Her eyes narrow to slits. Or as close as she can get, anyway. She says she’s fine, but I can tell she doesn’t have full control of herself. Her movements are slow and sloppy. Her lack of control is unnerving.

I lean closer, ready to make up for her weakness. If she falls, I want to be the one to catch her.

“Then you should know I’d never pity you for something like that.” The venom in her voice drains away. “Especially because I didn’t exactly have an idyllic childhood myself.”

“Shitty parents. I remember.”

She pokes at the food on her plate. “Yeah. It’s the club no one wants to be in. And the club no one wants to talk about, apparently.”

“I’m not part of your fucking club.”

“Of course not.” She rolls her eyes. “How dare I mistake you for a joiner? You’re the handsome man in the dark corner with your arms crossed and a scowl on.”

I arch a brow. “So you think I’m handsome?”

She jolts. “That wasn’t what I—” Piper stares at me for a few seconds and then blows out a breath. “One thing about you: your time in the system didn’t affect your self-esteem. Count yourself lucky.”

“Sergey made me earn my keep. I wouldn’t still be here if I wasn’t worthy.”

It’s a simple truth, but I know immediately Piper is homing in on it. She’s been doing this for years. In my experience, if social workers know how to do anything, it’s making something out of nothing.

“So you’ve always worked for Sergey?” she asks. “Doing…whatever it is you all do here?”

“Since he adopted me, yeah.”

It’s another truth. A harmless one. But if I play it right, these little truths will pay big dividends. I have Rooney looking into her background, but if I can put Piper at ease and get something out of her now, all the better.

“Sergey needed an heir, and he didn’t want a wife,” I continue. “Having a bastard was an option, but an inconvenient one. Taking in an orphan solved his problem. There was no one else to claim me.”

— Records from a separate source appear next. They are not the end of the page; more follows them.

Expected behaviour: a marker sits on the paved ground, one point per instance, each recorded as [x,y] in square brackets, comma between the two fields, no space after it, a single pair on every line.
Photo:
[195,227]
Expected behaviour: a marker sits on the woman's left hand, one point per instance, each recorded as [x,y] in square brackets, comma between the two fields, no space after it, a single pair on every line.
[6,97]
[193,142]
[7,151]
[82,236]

“An orphan…” she says softly, her voice trailing off. “I guess that means…”

“Dead parents.” I hold up two fingers. “Count ‘em.”

Her face creases into a wince. “Both of them? I’m so sorry. Life isn’t easy without your parents.”

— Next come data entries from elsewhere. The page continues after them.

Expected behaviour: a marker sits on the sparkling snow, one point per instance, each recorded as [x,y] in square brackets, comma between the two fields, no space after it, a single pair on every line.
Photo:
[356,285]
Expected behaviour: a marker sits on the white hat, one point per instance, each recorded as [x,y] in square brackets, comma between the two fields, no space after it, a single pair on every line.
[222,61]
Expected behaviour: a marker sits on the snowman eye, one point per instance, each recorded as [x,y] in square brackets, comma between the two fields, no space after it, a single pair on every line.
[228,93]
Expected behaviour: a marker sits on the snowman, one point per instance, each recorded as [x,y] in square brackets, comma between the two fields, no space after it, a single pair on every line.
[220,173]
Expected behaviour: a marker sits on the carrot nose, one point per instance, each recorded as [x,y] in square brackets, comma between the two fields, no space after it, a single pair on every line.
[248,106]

It’s been years. Decades. Still, the question prickles at something sensitive in my chest. The guard I lowered earlier snaps back into place.

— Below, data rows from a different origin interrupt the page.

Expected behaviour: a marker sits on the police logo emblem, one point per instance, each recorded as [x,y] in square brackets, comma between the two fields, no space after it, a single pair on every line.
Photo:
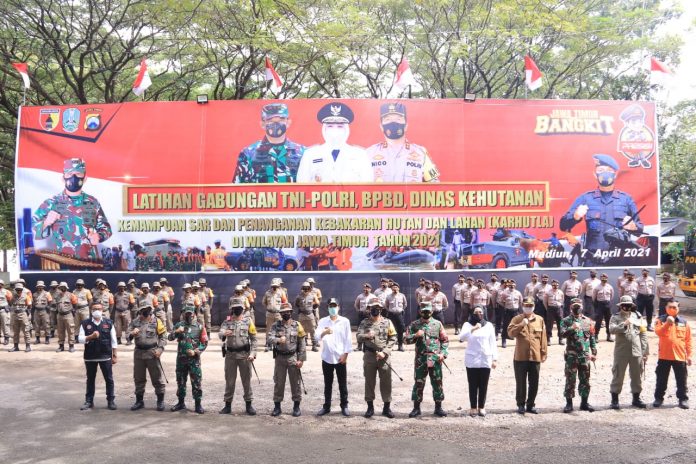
[48,118]
[71,119]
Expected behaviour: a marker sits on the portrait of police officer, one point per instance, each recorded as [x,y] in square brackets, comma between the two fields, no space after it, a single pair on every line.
[274,158]
[335,161]
[605,210]
[397,159]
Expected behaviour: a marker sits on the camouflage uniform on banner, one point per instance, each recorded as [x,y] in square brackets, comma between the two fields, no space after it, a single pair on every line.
[192,340]
[431,342]
[72,222]
[581,349]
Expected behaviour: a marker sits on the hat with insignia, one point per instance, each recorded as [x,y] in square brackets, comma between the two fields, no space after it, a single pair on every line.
[605,160]
[336,113]
[272,110]
[76,165]
[392,108]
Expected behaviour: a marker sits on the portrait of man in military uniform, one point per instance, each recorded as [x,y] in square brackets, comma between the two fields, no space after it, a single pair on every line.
[396,159]
[604,209]
[72,222]
[273,159]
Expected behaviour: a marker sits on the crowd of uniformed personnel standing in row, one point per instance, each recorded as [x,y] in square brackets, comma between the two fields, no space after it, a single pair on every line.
[146,317]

“Sergey is my parent,” I say flatly.

“Right. Of course he is.” Piper sighs and plants an elbow on the table. I can’t help but notice she’s leaning on it heavily. Her burnt arm is folded tenderly in her lap.

“I don’t want to claim my birth parents, so believe me, I get it. They didn’t want to claim me most of the time, either.” She chuckles darkly, but there is a pain in her green eyes. I’ve caught a few glimpses of it since we first met. “I guess you could say it was a mutual decision to part ways.”

“You mean a CPS agent didn’t have to bust into your house and rip you out of your crying mother’s arms?”

The words come out with more bite than I expect them to. Part of it is because I can see my own mother, too exhausted to get off the couch, tears soaking her cheeks.

I blink the image away. Piper’s face is there instead.